When the Prince sold the land he owned west of New Road, the congregation paid £650 for a plot on which a new chapel could be built. Chatfield, who also made all the arrangements, donated £200. Architect Amon Henry Wilds, whose career in Brighton was just beginning, designed the stuccoed, temple-style building on the instruction of Dr Morell, a classical scholar who became the first minister at the chapel.

The church was full to its 350 capacity on its opening date of 20 August 1820. After several changes of name, it has been known as the Brighton Unitarian Church since the 1940s. Now with a reduced capacity of 100, there is a weekly Sunday service. Rebuilding and refurbishment work was carried out in 1936, 1966 and 2004. The roof had to be repaired after it was damaged in the Great Storm of 1987.

The church is licensed for worship in accordance with the Places of Worship Registration Act 1855 and has the registration number 9189.

==Architecture==
The building's design reflects the Temple of Thesæus in Athens.
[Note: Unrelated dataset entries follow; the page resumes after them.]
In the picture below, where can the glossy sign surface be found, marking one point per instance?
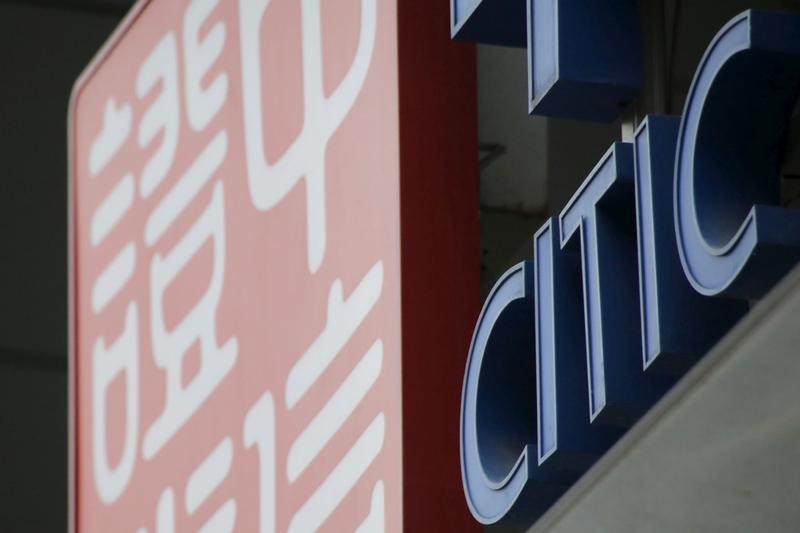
(235, 270)
(663, 244)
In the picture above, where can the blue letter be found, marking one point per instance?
(678, 324)
(509, 385)
(600, 218)
(584, 57)
(733, 237)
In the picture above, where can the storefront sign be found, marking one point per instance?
(235, 299)
(653, 259)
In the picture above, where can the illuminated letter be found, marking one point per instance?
(733, 237)
(678, 324)
(600, 218)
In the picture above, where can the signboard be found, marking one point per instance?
(652, 261)
(235, 297)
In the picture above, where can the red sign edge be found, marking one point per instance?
(72, 282)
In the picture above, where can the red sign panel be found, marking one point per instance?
(235, 293)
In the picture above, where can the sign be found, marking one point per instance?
(653, 259)
(235, 297)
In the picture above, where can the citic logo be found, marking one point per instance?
(653, 259)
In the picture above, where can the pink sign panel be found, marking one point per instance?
(235, 292)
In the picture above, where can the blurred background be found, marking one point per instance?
(530, 166)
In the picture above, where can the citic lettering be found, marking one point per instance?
(569, 350)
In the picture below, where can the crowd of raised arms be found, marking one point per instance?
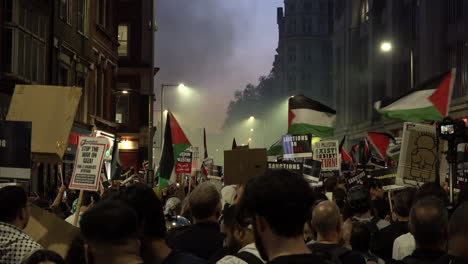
(274, 218)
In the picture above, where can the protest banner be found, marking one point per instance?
(50, 231)
(240, 165)
(327, 152)
(353, 179)
(420, 151)
(46, 107)
(312, 169)
(15, 150)
(184, 162)
(297, 146)
(88, 164)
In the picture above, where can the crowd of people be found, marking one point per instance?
(274, 218)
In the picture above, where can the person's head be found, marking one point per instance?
(359, 200)
(279, 204)
(90, 199)
(205, 202)
(148, 208)
(238, 231)
(173, 206)
(330, 184)
(428, 222)
(402, 202)
(110, 229)
(432, 189)
(14, 207)
(339, 197)
(458, 232)
(360, 237)
(44, 256)
(326, 220)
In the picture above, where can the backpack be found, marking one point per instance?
(332, 256)
(249, 257)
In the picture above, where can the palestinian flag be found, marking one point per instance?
(175, 142)
(430, 101)
(307, 116)
(379, 143)
(345, 155)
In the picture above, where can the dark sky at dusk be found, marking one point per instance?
(214, 47)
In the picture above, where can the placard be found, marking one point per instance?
(293, 166)
(327, 152)
(297, 146)
(353, 179)
(15, 150)
(419, 154)
(312, 169)
(88, 164)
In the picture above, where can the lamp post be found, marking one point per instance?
(182, 88)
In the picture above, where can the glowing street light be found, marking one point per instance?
(386, 46)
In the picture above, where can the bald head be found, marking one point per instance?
(204, 201)
(326, 217)
(428, 222)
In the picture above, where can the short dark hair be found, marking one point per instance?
(428, 221)
(359, 199)
(109, 222)
(12, 199)
(402, 202)
(432, 189)
(44, 255)
(283, 198)
(457, 226)
(89, 197)
(149, 209)
(330, 183)
(360, 236)
(204, 200)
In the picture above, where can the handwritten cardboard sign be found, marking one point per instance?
(88, 164)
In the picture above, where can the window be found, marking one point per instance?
(292, 26)
(364, 11)
(80, 113)
(64, 75)
(122, 111)
(101, 12)
(307, 26)
(291, 54)
(8, 10)
(65, 10)
(82, 16)
(123, 40)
The east-facing entrance is a tetrastyle portico: four Doric columns surmounted by an entablature and pediment. Ancient Greek writing quoting the letter of St Paul to the Romans — "To God only wise, be glory through Jesus Christ" — originally featured on the pediment, but it was removed later in the 19th century to prevent confusion: some even believed the writing was Hebrew and the building a synagogue. The building is of brick, but the frontage is stuccoed.

The church was listed at Grade II by English Heritage on 13 October 1952. It is one of 1,124 Grade II-listed buildings and structures, and 1,218 listed buildings of all grades, in the city of Brighton and Hove.